Seorang penduduk desa mengatakan kepada BBC bahwa sebuah jet militer telah terbang sekira pukul 07:00 waktu setempat dan menjatuhkan bom, diikuti oleh helikopter tempur yang menyerang desa tersebut selama dua puluh menit.
Warga mengunggah video yang memperlihatkan adegan pembantaian yang mengerikan, dengan tubuh terpotong-potong tergeletak di tanah dan beberapa bangunan terbakar.
"Tolong panggil jika kamu masih hidup, kami datang untuk membantumu," mereka dapat mendengar teriakan saat mereka berjalan melewati Pa Zi Gyi mencari korban penyerangan.
Mereka mengatakan bahwa mereka mencoba menghitung mayat-mayat itu, tetapi sulit karena banyak korban yang terpotong-potong, berserakan di antara pakaian yang robek dan sepeda motor yang terbakar.
Pa Zi Gyi dipenuhi oleh orang-orang dari komunitas terdekat yang menghadiri upacara untuk menandai pembukaan kantor Pasukan Pertahanan Rakyat (PDF) yang baru.
PDF adalah sukarelawan milisi anti-kudeta yang melakukan kampanye bersenjata melawan militer di berbagai bagian Myanmar.
Ribuan orang tewas dalam perang saudara, dengan tambahan 1,4 juta orang mengungsi.
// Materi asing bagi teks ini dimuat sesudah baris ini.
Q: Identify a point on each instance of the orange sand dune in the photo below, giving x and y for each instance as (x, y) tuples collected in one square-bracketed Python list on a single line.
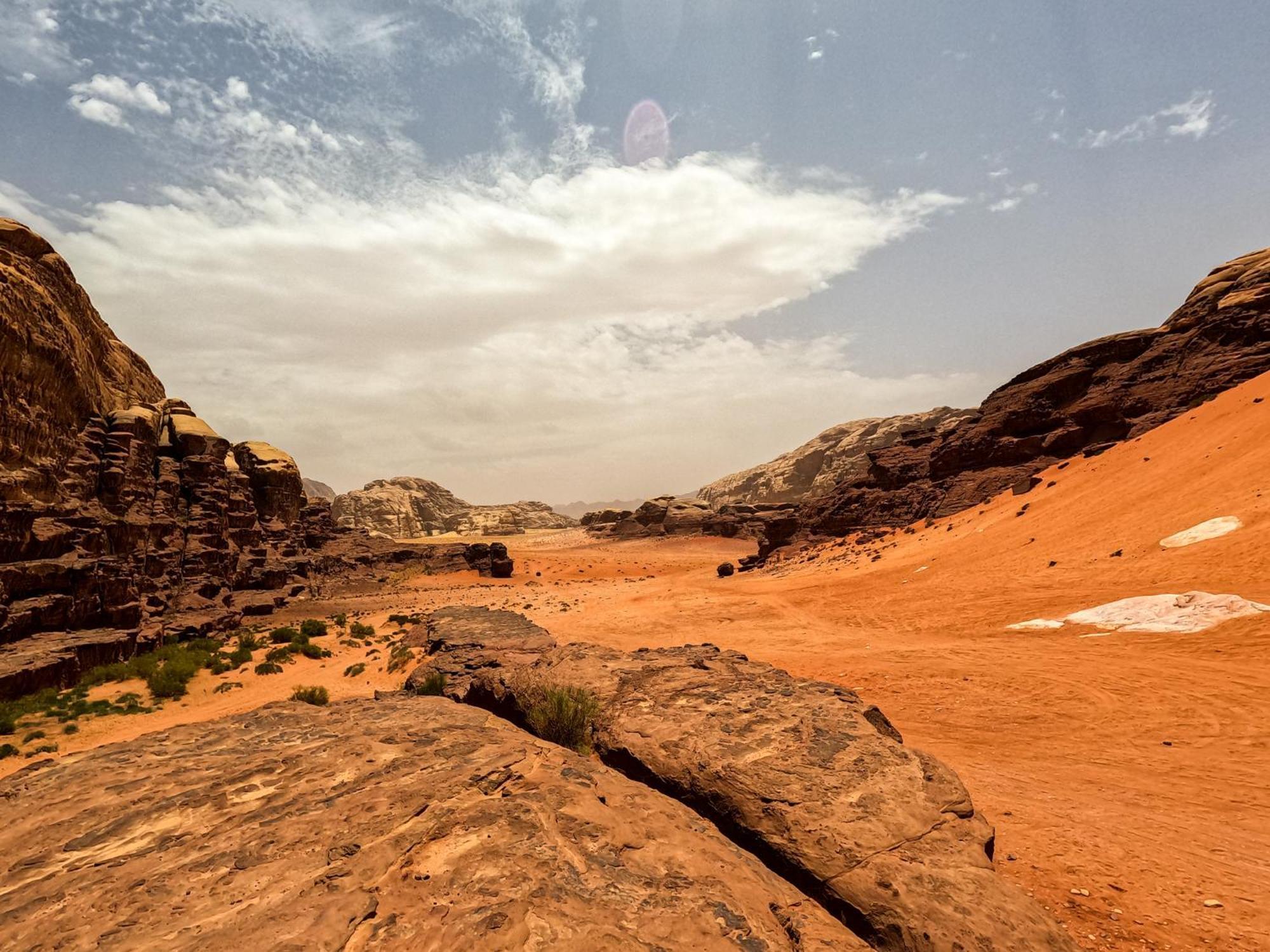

Hampir sepertiga penduduk negara itu juga membutuhkan bantuan kemanusiaan, menurut PBB.
Pemerintah militer semakin mengandalkan pesawat Rusia dan China untuk mengebom desa-desa yang dikuasai oposisi, karena pasukan daratnya kesulitan bergerak di jalan-jalan di mana mereka sering disergap atau terkena ranjau dan alat peledak improvisasi (IED). Serangan udara dapat menimbulkan korban yang jauh lebih tinggi di antara non-kombatan.
Setidaknya ada 600 serangan udara oleh militer antara Februari 2021 dan Januari 2023, menurut analisis data BBC dari kelompok pemantau konflik Acled (Proyek Lokasi Konflik Bersenjata dan Data Peristiwa).
Pemerintah Persatuan Nasional yang diasingkan, yang dibentuk setelah kudeta, mengatakan bahwa serangan tersebut menewaskan 155 warga sipil antara Oktober 2021 dan September 2022.
Pada Oktober, setidaknya 50 orang tewas setelah jet angkatan udara menjatuhkan tiga bom pada konser yang diselenggarakan oleh kelompok pemberontak etnis di negara bagian Kachin. Pada bulan sebelumnya, serangan udara di sebuah sekolah di Desa Let Yet Kone di Myanmar tengah menewaskan setidaknya lima anak dan melukai beberapa lainnya.
Jika korban tewas di Pa Zi Gyi dikonfirmasi, itu akan menjadi salah satu insiden paling mematikan sejauh ini dalam perang saudara.
Bulan lalu, Jenderal Min Aung Hlaing, kepala pemerintahan militer, mengatakan rezim akan menangani secara tegas apa yang disebutnya sebagai "aksi teror" oleh kelompok perlawanan bersenjata.